We are experiencing climate change and need to understand how the hydrology and land surface processes response to weather and climate variability. To be better prepared and able to adapt to changes in the water cycle, models need to be an integrated part of decision processes. It is crucial to develop models that integrate both meteorological and hydrological processes, and are flexible and designed to include novel observations and new types of data.

The energy exchange at the land surface affects the climate, and when the climate changes so will the land surface. These changes alter various feedback mechanisms, influencing atmospheric circulation and hydrological cycle. One example is the albedo feedback; a warmer climate means less snow on the ground and a dark surface absorbs more energy than a light surface, thus reinforcing the warming signal through a positive feedback process.
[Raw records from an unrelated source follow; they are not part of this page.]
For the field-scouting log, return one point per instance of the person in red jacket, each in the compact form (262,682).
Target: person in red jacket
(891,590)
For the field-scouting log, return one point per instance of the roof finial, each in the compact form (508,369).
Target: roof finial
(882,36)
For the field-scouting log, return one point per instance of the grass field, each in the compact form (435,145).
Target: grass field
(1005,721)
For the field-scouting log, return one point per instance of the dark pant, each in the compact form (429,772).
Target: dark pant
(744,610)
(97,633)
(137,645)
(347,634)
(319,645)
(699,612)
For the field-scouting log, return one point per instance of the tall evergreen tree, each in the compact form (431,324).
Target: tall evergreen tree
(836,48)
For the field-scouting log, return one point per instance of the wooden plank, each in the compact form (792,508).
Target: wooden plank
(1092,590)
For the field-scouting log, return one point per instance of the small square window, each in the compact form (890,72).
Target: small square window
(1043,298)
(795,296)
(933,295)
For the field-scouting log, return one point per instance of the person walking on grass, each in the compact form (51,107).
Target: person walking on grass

This is one of the main reasons why climate change affects high latitude regions stronger than most other regions of the world. Another example is soil moisture impacts on land surface-atmosphere interactions through redistribution of the available energy as latent and sensible heat fluxes. These examples show that we need to develop models that fully integrate two-way couplings between the atmosphere and land surface, and thus improve on today’s models that still rely on one-way couplings and thereby neglects important interactions and feedbacks.

Extreme weather events will occur more often in the future than today, and therefore we expect an increase in frequency of floods, droughts, and landslides. This will likely lead to larger damages on infrastructure and nature. The demand and production potential of renewable energy is also strongly linked to the hydrometeorological system. The Norwegian Hydrological Council recognizes the need to bring together hydrologists and meteorologists to discuss the integration of meteorology and hydrology in all modelling activities that includes weather, climate and water (e.g. weather forecasts, climate prediction, hydrological impact predictions, climate and hydrological model coupling, environmental hazards).

The conference aims to address topics related to modelling the climate system and the interface with the land surface processes and hydrological impacts of climate change. It will also focus on recent developments of observation systems and data analysis, including experiences with big data and machine learning. A special focus is given to cold climates, including the boreal, alpine and arctic zone. The conference is organized in three sessions:

(1) “Water Cycle extremes”, (2) “From modelling to decisions”, and (3) ”Learning from environmental data: from field observations to machine learning”.